HSBC’s AIDA (Annual Income Deposit Account) has been music to investor’s ears since HSBC’s launch of this product in January 2006. Now, into its 7th issue, investors will have a further opportunity to deposit funds in a capital secured account* and also benefit from participation in the potential growth of selected share indices.
The 7th issue of AIDA comes in Maltese Liri or Euro, with an annual income of five per cent per annum paid on 50 per cent of the capital. minimum deposits of Lm2,000 or EUR4,500 are required.

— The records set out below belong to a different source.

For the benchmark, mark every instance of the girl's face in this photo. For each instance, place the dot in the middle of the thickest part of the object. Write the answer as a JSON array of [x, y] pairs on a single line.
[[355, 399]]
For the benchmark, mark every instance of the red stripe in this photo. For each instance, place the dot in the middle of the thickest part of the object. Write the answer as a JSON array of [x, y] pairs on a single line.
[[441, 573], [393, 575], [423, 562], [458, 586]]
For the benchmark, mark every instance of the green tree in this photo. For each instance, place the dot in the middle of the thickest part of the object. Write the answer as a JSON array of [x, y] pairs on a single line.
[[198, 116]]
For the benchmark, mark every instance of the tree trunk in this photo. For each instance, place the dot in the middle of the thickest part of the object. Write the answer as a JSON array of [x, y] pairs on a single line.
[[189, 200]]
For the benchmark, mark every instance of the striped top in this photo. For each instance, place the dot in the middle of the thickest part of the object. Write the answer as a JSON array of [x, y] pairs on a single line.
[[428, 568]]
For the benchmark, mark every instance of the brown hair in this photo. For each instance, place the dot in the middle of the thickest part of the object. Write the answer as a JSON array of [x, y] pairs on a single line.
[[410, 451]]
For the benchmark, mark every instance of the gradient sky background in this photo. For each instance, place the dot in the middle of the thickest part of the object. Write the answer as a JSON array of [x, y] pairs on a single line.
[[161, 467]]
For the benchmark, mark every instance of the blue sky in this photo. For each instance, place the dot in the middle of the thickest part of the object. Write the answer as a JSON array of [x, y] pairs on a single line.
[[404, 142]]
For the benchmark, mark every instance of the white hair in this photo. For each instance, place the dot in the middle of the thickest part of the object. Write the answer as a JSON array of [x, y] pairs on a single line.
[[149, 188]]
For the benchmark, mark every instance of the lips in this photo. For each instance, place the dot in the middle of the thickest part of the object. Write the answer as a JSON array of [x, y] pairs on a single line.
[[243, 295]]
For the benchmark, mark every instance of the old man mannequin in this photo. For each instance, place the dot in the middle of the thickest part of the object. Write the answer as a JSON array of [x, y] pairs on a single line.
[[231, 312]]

The remaining 50 per cent of capital will participate in the growth, if any, of a composite share index made up in equal parts of the CAC40, DAX30 and S&P MIB (40). This growth, is paid out at the end of the 5th year, together with the original capital.**
“AIDA’s past issues have been very successful, and this issue will continue to enhance this product’s excellent reputation among local investors. We are particularly pleased to be able to offer customers a very competitive product, offering full protection of capital but with a good interest return and potential growth even at a time of instability in global financial markets,” said HSBC’s Head of Personal Financial Services, Godfrey Swain.
Although AIDA closes on November 3, 2007, the Bank reserves the right to withdraw the offer at any time prior to closing date. More information about AIDA can be obtained by calling 2380-2380, visiting HSBC’s website at the address www.hsbc.com.mt or from any HSBC branch in Malta and Gozo.
* The value of the deposit (and the returns) will be paid back in full. If your base currency differs from the currency of your AIDA the value of your deposit is subject to currency exchange rate fluctuations which may go down as well as up. **Your return on the percentage gain will depend on your choice of account. No returns will be paid on the 2nd half of your deposit if there is no growth in the share index.